The Pressure of Time

Our relationships with time are a good indicator that we are creatures of eternity. We don’t like to be governed by time. “Plenty of time,” has a reassuring sound, so does “No hurry.” The person who is “never in a hurry but always on time” seems like a paragon. We resist deadlines, hate waiting in lines. When we want it, we want it now. When in pain, we want it to stop instantly.

The pressure of time has everything to do with bodies. Resisting the pressure is functionally identical with resisting our urges. Doing so we rise above them—and outside of time. As always, in such matters, obeying the pressure in order to help others appears to be the exception to the rule. When someone is hurt, when the house catches fire—the sirens will sound. But helping others, and in quicktime, is also to transcend time. It demands that we put aside our narrower aims for a higher one.

Here also we find the logic for the Catholic concept of the mortification of the flesh. Modernity views that sort of thing with revulsion and contempt—in part because over-zealous and excessive practices in the past have left lurid images. To be sure. It’s possible to overdo everything, even the good and needful. Nevertheless, when we look at any kind of spiritual endeavor, we shall discover in it an effort to transcend the material realm; it is nearest to us in our bodies.

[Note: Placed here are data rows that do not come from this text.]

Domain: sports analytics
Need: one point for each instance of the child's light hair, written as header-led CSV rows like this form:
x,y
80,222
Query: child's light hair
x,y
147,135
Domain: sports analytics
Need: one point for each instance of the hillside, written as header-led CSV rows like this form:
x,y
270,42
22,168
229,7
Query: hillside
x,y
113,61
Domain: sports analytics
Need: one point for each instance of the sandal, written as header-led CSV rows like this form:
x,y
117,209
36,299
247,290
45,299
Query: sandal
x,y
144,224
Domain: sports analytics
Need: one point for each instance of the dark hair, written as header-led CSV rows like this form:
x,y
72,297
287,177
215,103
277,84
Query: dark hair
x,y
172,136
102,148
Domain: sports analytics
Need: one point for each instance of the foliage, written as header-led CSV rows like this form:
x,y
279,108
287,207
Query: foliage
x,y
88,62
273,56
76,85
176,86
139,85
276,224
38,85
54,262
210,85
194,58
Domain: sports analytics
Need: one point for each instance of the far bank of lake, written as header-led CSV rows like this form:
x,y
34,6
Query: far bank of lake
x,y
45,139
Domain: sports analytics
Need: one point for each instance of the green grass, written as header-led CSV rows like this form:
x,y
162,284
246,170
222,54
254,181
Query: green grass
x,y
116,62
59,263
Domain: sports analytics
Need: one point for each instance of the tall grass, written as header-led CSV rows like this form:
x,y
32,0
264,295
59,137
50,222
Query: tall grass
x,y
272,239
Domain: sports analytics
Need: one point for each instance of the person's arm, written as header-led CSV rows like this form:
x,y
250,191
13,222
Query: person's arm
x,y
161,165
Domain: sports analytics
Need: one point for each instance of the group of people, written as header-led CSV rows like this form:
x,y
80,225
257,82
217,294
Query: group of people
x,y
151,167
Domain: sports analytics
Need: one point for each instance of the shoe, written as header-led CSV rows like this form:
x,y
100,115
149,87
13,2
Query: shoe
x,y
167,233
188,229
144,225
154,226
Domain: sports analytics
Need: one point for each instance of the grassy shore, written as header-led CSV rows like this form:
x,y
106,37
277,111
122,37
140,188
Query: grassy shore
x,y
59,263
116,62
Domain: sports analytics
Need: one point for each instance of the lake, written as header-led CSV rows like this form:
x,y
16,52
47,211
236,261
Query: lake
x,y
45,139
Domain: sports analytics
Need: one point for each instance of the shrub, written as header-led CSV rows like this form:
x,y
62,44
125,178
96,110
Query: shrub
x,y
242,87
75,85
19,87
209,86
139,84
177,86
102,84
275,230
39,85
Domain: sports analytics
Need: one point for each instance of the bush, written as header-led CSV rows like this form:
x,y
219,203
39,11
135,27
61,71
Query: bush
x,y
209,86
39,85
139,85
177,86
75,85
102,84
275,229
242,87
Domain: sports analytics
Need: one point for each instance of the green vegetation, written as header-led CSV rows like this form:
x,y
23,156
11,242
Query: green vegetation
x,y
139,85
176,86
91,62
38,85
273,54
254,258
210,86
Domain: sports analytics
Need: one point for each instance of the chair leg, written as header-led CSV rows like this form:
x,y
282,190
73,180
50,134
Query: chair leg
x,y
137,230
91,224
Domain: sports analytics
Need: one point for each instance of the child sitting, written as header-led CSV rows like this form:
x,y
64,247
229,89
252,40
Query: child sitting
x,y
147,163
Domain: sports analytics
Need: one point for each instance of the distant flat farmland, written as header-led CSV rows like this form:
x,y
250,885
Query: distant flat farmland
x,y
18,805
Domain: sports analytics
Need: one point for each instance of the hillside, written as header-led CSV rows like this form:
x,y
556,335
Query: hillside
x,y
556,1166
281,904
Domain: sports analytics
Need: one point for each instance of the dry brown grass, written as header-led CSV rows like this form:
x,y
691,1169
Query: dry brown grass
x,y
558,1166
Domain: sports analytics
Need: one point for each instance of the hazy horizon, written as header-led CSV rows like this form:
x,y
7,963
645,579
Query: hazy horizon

We have a wonderful little Sunbeam water heater—obtained because the %@#$ microwave oven took ever so long to heat a cup’s worth of water. Our Sunbeam produces a cupful of boiling water in about a minute and fifteen seconds. My days start by using it. And, ridiculous as this may sound, that minute causes me daily aggravation. Why? Well, the freeze-dried Taster’s Choice is in the cup with cream and sweetener in much less than that minute, and then I have to endure the agony of waiting!! Therefore, daily, I engage in resisting time. Plenty more opportunities, every day, to practice virtue. Almost anything at all gives me opportunities. I don’t need a pole to stand and live on—nor lashes on my naked back with leather thongs. Time itself provides unending stimulus to fight its downward pull.